4)      a)     L’article 49 CE doit-il être interprété en ce sens que le caractère temporaire de la prestation de services exclurait pour le prestataire la possibilité de mettre en place dans l’État membre d’accueil une certaine infrastructure (comme un serveur) sans le considérer comme établi dans cet État membre?

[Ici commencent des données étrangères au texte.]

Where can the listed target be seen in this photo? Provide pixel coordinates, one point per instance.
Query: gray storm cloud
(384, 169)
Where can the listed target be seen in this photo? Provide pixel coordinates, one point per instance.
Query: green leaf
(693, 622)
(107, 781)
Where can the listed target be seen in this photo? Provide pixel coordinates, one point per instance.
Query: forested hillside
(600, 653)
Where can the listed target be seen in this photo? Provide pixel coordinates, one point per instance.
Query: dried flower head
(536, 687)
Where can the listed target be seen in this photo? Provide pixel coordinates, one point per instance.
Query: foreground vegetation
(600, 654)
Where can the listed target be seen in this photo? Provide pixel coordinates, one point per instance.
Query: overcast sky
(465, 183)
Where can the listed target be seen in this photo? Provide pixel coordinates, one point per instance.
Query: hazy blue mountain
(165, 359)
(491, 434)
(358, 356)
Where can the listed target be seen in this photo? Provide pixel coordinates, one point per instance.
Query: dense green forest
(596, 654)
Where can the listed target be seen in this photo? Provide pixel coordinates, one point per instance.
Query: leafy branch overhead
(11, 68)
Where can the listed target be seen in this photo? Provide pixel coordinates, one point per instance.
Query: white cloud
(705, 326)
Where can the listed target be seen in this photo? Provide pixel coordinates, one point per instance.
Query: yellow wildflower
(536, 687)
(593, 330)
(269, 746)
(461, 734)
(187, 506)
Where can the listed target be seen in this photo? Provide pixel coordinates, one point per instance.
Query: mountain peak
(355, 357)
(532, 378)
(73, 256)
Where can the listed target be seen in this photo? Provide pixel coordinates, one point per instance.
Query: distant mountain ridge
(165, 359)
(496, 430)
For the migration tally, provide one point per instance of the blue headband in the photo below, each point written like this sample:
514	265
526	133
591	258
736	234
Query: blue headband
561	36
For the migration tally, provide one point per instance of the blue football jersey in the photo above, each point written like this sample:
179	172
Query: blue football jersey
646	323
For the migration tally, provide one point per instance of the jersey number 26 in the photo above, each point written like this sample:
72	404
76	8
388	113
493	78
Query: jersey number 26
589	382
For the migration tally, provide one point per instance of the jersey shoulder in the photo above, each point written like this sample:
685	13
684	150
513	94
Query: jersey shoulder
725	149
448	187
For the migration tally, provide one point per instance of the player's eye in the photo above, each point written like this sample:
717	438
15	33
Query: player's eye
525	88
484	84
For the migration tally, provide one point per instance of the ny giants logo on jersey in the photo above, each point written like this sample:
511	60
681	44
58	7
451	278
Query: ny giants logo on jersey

b)      L’article 49 CE doit-il en outre être interprété en ce sens qu’une disposition visant les fournisseurs nationaux de services de soutien et leur interdisant de faciliter à un prestataire qui a son siège dans un autre État membre sa prestation de services représente aussi une restriction à la libre prestation des services de ce prestataire lorsque les fournisseurs de services de soutien sont établis dans le même État membre qu’une partie des destinataires du service?»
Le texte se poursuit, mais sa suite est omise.